External sourcing fuelling mid pharma development

By Kirsty Barnes

- Last updated on GMT

By 2010 nearly half of all mid pharma firm revenues will be derived
from products that have been discovered outside of in-house
development pipelines, says a new report from independent market
analyst Datamonitor.

This estimate is even based upon the absence of any further external sourcing activities between now and then, and as the trend towards external sourcing is expected to continue to grow, the real figure is likely to be higher.

"With two-thirds of absolute revenue growth for mid pharma between now and 2010 coming from externally sourced products, externalisation strategies will remain vital to the continued success of the mid pharma peer group,"​ said Datamonitor analyst Brett Scottorn.

"Even further externalisation could boost these growth rates higher."

Externalisation of traditional in-house aspects of drug discovery can reduce R&D costs and infrastructure and allow pharma firms to boost revenues, at a time when internal R&D is failing to bring sufficient products to market.

It also allows mid pharma companies new access to a broader range of R&D opportunities that it may not have had otherwise.

These agreements either involve the licensing of intellectual property rights to develop and market a product; distribution deals that are a contractual agreement to distribute another party's products; or a product acquisition, where a company secures full rights to a product - typically for a one-off payment.
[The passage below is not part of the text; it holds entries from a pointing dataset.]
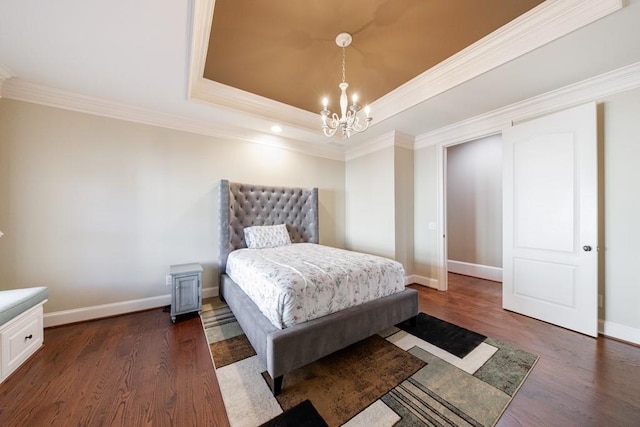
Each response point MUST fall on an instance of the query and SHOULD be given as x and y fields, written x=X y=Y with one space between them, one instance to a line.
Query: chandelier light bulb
x=348 y=121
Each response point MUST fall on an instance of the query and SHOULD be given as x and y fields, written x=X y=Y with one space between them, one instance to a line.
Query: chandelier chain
x=349 y=121
x=344 y=61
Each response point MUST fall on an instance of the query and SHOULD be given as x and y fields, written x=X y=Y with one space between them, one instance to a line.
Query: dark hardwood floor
x=140 y=369
x=133 y=370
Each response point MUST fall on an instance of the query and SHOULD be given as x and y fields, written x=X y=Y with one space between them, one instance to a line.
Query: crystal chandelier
x=349 y=121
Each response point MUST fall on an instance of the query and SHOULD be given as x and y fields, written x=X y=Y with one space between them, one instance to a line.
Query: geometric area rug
x=433 y=373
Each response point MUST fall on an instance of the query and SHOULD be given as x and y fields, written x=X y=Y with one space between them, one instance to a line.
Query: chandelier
x=349 y=121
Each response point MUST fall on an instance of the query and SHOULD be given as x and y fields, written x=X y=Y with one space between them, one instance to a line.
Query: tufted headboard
x=244 y=205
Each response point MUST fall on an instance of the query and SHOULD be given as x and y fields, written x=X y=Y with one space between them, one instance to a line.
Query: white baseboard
x=421 y=280
x=475 y=270
x=64 y=317
x=621 y=332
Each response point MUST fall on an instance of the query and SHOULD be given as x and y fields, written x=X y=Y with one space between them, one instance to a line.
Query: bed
x=283 y=349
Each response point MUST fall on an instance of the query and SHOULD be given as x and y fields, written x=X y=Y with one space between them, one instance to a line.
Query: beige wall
x=621 y=210
x=403 y=164
x=474 y=202
x=370 y=203
x=97 y=209
x=379 y=189
x=426 y=239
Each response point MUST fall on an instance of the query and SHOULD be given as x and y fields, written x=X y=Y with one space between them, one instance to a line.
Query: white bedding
x=295 y=283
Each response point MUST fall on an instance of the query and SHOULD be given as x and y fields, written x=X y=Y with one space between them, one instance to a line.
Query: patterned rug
x=433 y=373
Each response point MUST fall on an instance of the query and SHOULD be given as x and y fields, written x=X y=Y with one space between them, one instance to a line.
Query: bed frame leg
x=277 y=385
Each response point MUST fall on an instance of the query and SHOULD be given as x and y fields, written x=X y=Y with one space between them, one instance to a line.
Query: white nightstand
x=186 y=289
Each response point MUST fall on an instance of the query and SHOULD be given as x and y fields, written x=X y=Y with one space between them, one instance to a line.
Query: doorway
x=473 y=191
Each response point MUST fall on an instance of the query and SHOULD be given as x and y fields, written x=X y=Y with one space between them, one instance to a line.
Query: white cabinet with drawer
x=20 y=338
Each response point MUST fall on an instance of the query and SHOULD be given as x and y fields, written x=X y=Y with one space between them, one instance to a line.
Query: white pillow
x=266 y=236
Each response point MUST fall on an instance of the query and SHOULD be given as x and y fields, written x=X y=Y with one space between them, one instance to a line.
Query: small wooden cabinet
x=186 y=289
x=19 y=339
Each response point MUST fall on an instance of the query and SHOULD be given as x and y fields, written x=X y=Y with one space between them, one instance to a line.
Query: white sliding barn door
x=550 y=216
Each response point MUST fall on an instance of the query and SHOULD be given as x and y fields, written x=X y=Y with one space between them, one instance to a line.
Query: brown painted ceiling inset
x=285 y=50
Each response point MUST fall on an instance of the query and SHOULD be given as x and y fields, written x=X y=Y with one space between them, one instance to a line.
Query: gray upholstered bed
x=283 y=350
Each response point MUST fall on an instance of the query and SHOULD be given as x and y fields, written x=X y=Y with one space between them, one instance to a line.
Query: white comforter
x=303 y=281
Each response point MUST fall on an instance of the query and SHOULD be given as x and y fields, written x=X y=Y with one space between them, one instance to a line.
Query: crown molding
x=201 y=89
x=21 y=90
x=548 y=21
x=541 y=25
x=389 y=139
x=592 y=89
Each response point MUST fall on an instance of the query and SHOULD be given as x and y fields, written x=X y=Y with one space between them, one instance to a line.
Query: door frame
x=441 y=203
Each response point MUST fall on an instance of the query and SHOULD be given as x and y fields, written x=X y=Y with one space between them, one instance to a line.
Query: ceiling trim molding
x=201 y=89
x=588 y=90
x=21 y=90
x=541 y=25
x=389 y=139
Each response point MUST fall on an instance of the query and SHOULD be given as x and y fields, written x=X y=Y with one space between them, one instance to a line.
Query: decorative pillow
x=266 y=236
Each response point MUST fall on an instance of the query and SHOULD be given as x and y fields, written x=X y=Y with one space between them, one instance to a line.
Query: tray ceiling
x=285 y=50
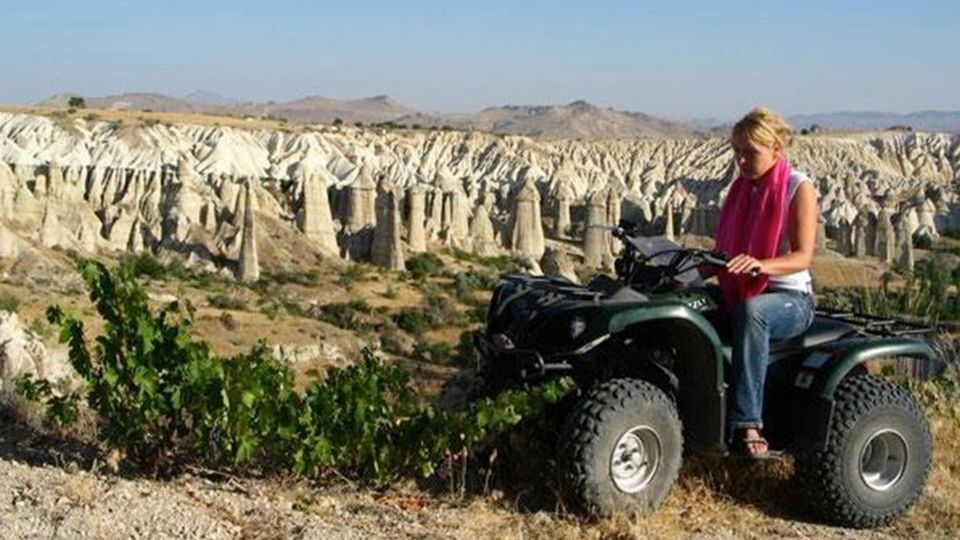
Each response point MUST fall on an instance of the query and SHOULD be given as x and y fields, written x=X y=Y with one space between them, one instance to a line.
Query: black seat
x=823 y=330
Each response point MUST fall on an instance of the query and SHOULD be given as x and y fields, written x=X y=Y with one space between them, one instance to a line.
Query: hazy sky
x=680 y=59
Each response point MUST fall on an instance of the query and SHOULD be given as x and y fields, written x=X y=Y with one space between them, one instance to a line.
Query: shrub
x=308 y=278
x=144 y=264
x=436 y=352
x=352 y=274
x=413 y=320
x=165 y=401
x=346 y=315
x=466 y=283
x=225 y=301
x=424 y=265
x=502 y=263
x=227 y=320
x=926 y=293
x=9 y=302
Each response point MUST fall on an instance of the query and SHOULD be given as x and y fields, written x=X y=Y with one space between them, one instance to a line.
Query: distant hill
x=938 y=121
x=129 y=101
x=578 y=119
x=206 y=97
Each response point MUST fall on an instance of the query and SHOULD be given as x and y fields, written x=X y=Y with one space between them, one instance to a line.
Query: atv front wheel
x=623 y=448
x=877 y=458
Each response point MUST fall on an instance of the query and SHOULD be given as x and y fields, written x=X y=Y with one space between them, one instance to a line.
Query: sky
x=681 y=59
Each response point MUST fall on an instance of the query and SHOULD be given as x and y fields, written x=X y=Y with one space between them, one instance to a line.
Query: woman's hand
x=743 y=263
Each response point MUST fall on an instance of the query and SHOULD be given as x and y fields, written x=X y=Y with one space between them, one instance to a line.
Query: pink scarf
x=752 y=227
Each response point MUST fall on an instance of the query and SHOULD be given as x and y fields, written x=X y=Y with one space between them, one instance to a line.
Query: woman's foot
x=755 y=446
As a group, mid pharma recorded total ethical sales of $66bn (€51.6bn) in 2005, which is forecast to grow almost five per cent over the period until 2010 and during this time period, mid pharma growth is expected to outstrip big pharma growth, slowing again by the end of the decade, said the report.
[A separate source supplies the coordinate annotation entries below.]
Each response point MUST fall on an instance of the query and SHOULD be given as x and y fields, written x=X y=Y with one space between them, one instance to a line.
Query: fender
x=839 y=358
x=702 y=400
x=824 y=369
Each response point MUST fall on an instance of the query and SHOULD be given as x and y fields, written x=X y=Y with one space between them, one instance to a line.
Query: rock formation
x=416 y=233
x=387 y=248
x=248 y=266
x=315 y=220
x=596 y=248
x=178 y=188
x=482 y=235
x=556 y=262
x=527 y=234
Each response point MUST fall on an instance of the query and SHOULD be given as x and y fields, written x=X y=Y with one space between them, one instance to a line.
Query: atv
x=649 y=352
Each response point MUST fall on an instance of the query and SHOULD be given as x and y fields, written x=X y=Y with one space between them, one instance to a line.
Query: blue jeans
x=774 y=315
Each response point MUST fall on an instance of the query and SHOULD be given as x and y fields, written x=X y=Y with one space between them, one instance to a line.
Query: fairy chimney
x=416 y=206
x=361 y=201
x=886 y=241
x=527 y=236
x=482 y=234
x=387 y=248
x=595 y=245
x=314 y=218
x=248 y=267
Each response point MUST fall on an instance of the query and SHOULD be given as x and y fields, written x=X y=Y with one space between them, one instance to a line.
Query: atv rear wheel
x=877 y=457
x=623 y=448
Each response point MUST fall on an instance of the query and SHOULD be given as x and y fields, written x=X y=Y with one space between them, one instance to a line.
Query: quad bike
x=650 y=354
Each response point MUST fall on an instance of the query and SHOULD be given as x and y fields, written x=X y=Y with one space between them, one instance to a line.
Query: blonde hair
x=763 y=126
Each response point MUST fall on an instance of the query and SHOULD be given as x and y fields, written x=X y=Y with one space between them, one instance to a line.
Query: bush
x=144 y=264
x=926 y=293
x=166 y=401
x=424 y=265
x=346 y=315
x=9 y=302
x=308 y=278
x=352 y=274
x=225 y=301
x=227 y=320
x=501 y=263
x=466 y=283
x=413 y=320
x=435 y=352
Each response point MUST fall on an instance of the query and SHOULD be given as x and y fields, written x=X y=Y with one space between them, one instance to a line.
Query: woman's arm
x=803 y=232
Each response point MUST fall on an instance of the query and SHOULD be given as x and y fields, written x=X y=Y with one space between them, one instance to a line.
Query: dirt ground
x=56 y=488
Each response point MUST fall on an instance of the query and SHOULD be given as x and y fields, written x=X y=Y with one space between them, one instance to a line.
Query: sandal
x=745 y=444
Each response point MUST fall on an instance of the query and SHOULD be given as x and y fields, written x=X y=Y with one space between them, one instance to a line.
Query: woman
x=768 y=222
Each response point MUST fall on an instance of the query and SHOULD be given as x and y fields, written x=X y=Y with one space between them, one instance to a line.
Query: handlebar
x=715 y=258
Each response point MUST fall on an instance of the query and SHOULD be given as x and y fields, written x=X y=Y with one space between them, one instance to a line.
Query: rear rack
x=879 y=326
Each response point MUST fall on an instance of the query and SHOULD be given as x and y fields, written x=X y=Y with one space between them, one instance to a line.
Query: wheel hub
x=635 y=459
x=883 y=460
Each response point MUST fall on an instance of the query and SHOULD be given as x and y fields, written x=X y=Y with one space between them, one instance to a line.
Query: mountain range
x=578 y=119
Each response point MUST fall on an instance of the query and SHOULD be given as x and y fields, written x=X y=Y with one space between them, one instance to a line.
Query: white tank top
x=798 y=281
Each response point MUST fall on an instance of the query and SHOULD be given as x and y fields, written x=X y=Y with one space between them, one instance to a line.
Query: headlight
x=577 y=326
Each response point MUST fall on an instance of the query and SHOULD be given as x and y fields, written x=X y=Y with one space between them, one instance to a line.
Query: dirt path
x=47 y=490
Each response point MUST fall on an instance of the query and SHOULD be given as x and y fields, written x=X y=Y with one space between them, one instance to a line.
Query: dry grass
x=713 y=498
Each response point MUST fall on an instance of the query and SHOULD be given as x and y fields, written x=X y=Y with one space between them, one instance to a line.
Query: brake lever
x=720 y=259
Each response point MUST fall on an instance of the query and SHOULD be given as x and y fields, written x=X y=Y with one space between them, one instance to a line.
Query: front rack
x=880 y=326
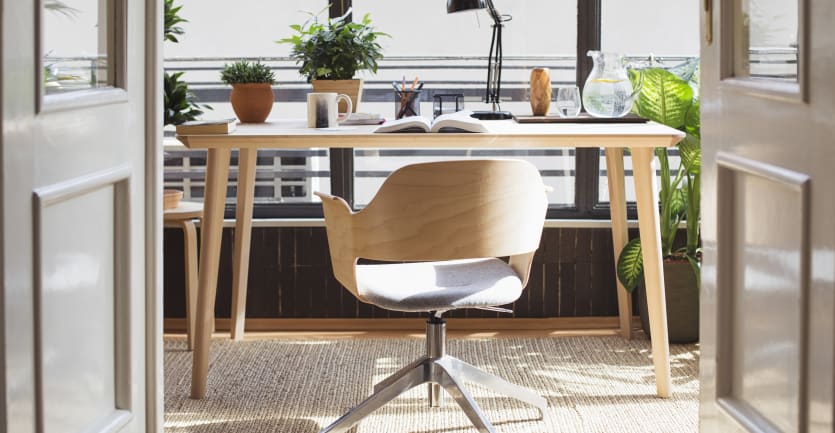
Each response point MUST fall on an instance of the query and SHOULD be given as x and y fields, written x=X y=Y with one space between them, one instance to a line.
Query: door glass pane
x=75 y=43
x=769 y=31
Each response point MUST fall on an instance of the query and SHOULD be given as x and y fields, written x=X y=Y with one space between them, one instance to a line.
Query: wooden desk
x=641 y=139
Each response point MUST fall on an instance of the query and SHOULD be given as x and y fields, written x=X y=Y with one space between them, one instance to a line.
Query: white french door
x=768 y=137
x=80 y=342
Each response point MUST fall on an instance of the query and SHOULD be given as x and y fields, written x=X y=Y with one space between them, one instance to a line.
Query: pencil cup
x=406 y=103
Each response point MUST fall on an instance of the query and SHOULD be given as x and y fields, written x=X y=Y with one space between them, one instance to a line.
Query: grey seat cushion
x=432 y=286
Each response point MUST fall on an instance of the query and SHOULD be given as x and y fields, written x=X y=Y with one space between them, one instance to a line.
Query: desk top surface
x=293 y=133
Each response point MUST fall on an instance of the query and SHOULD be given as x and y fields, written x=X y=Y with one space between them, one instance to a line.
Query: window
x=76 y=40
x=668 y=36
x=541 y=34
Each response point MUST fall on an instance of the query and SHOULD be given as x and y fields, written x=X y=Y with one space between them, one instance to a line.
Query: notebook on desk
x=582 y=118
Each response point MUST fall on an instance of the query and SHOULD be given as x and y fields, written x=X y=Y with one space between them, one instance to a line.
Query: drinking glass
x=568 y=101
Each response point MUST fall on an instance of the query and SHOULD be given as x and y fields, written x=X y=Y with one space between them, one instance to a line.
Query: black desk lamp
x=494 y=62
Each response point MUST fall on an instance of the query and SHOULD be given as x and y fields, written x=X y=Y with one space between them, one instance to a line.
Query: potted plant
x=180 y=104
x=252 y=93
x=670 y=96
x=331 y=53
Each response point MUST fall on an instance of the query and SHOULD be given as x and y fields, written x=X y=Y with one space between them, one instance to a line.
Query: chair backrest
x=442 y=211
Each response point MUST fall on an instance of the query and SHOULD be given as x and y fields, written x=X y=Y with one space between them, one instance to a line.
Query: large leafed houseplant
x=331 y=52
x=671 y=97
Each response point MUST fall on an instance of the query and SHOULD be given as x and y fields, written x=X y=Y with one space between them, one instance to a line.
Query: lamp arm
x=497 y=17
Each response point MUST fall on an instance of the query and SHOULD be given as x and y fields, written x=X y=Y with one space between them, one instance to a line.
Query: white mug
x=322 y=109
In the report, titled "Mid Pharma Sector: In-licensing and other externalization strategies,"​ mid pharma firms were defined as those companies with less than $10bn in ethical revenues.

The big players in this group are Boehringer Ingelheim, Schering Plough, Novo Nordisk, Bayer, Schering AG and Merck KgaA - all with global revenues of over $4bn.

Generally these firms currently have a fairly balanced approach between sourcing products and services externally and relying on internal capabilities and thus there is a large scope within this group for externalisation strategies to grow.

Smaller mid pharma firms include those focused on the central nervous system (CNS) market, those focussed on the cardiovascular (CV) market, and domestic players and these companies are generally already highly dependent on externalisation.

As a whole externalisation strategies are expected to remain an integral part of the mid pharma business model, said the report.